Sri Lanka Worried About Indian Ocean’s Securitisation, Impact of Quad Military Alliance
“We are observing the rise of Quad as an exclusive military alliance. That is the problem. If Quad is aiming at economic revival, there are no issues.”
After taking over as foreign secretary in August, Jayanath Colombage had told a Sri Lankan newspaper that the Gotabaya administration was going to take an “India First ” approach in its regional foreign policy. His words are clearly targeted to calm the unease in New Delhi over the return of the Rajapaksa family to power.
Colombage also underlined that India had to also imbibe the message that Sri Lanka will not undermine India’s strategic security. “Our president and our government has been reiterating this again and again and again”.
He even Saud that President Gotabaya Rajapaksa had also conveyed this message to US Secretary of State Mike Pompeo. “Yesterday (October 28), I will confess to you, in front on Mike Pompeo, our president said that as long as I am in power, I will never allow to harm India’s strategic interests. I was very happy when he was reiterating this to secretary of state.”
With Australia set to join the Malabar naval exercises next month, Sri Lanka is saddled with questions about the potential rise of the ‘Quad’ as a military alliance and the securitisation of the Indian Ocean.
These concerns were revealed by the Sri Lankan foreign secretary Jayanath Colombage at an online webinar on deepening India-Sri Lanka ties organised by Shillong-based think-tank Asian Confluence.
“We are watching what is happening in the Quad. Do we really need a quad? Will Quad not give rise – not to a cold war – but at least a cool war in the Indian ocean? these are some of our concerns…,” said Colombage.

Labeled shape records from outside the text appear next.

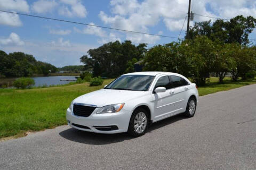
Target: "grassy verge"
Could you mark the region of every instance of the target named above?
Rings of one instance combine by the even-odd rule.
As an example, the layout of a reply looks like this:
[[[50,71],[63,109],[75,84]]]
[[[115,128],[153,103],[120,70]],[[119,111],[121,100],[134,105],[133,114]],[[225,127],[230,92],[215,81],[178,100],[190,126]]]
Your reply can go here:
[[[248,79],[246,80],[239,80],[237,82],[232,82],[230,78],[225,78],[223,83],[218,83],[218,78],[211,78],[210,82],[204,87],[198,88],[199,96],[204,96],[220,91],[228,90],[235,89],[245,85],[250,85],[256,83],[256,79]]]
[[[66,124],[66,109],[71,101],[84,94],[102,88],[103,84],[89,87],[88,83],[30,90],[0,89],[0,138],[26,135],[28,131],[41,131]],[[256,83],[256,79],[224,84],[211,78],[210,83],[198,88],[200,96]]]

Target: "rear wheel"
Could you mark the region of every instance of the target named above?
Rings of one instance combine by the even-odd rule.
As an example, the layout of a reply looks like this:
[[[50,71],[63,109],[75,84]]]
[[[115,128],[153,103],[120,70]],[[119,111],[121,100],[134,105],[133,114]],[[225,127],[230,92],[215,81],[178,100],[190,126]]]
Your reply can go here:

The ‘Quad’ is the term for the informal grouping of four countries – the United States, Japan, India and Australia – which first met in 2007. However, due to an objection from China, Australia had withdrawn from this format and it went into dormancy.
With the US championing the Indo-Pacific strategy, the Quad resumed its meeting at senior official level in 2017. The format was elevated to a ministerial level on the sidelines of the United Nations General Assembly, last year. This time, the Quad foreign ministers met for the first time in Tokyo earlier in the month.
A week after the Tokyo meeting, India invited Australia to join the trilateral Malabar exercise, which already included Japan and the US.
Referring to Australia joining the Malabar exercise, Colombage noted, “We are observing the rise of Quad as an exclusive military alliance. That is the problem. If Quad is aiming at economic revival, there are no issues.”
He then went on to admit that Sri Lanka does not have a say in this, with these decisions being the preserve of the “major powers” in Indian Ocean. “Of course, (Indian external affairs minister) Mr Jaishankar… said that the Quad is a very natural evolution outcome of a more multipolar world. Well, if that (leads to)…a more inclusive multipolar world, I think that Sri Lanka as a small country will be very, very happy”.
He pointed out that Sri Lanka was at the intersection of two strategic policies in the Indian Ocean. “Unfortunately, or fortunately, Sri Lanka is at the crossroad of both – (the United States’) Indo-Pacific as well as (the Chinese) Belt and Road Initiative.”
He noted that Sri Lanka was “very conscious of the militarisation of maritime trade. “It is a fact that from 2009 till now, 550 warships from 28 countries have visited Sri Lanka. That is a huge number. That is an indication of how militarised this region has become.”
While referring to the key pillars of Lankan foreign policy, the former Sri Lankan naval chief, Colombage asserted that Sri Lanka was a “neutral” and “non-aligned” country. “…we don’t want to be caught up in this power game. This was reiterated by our president when the Chinese vice premier visited Sri Lanka just two weeks ago and yesterday (October 28) when Mike Pompeo visited.”
China’s senior diplomat and a high-ranking communist party political bureau member, Yang Jiechi had visited Sri Lanka in the second week of October. It was followed just two weeks later by the visit of the US secretary of state who was on a multi-nation Asian tour.
China has consistently been among Sri Lanka’s top foreign investors. Chinese investment in big ticket infrastructure assets like ports has caused considerable concern in New Delhi over the years. The election of Gotabaya Rajapaksa in the presidential elections had led to anxiety in India that China will return to a dominant position in Colombo.
The Sri Lankan foreign secretary indicated that New Delhi should not be concerned.
“We will not, we cannot be, we should not be a strategic security concern to India. Period. We have to understand the importance of India in the region and we have to understand that Sri Lanka is very much in the maritime and air security umbrellas of India. We need to benefit from that”.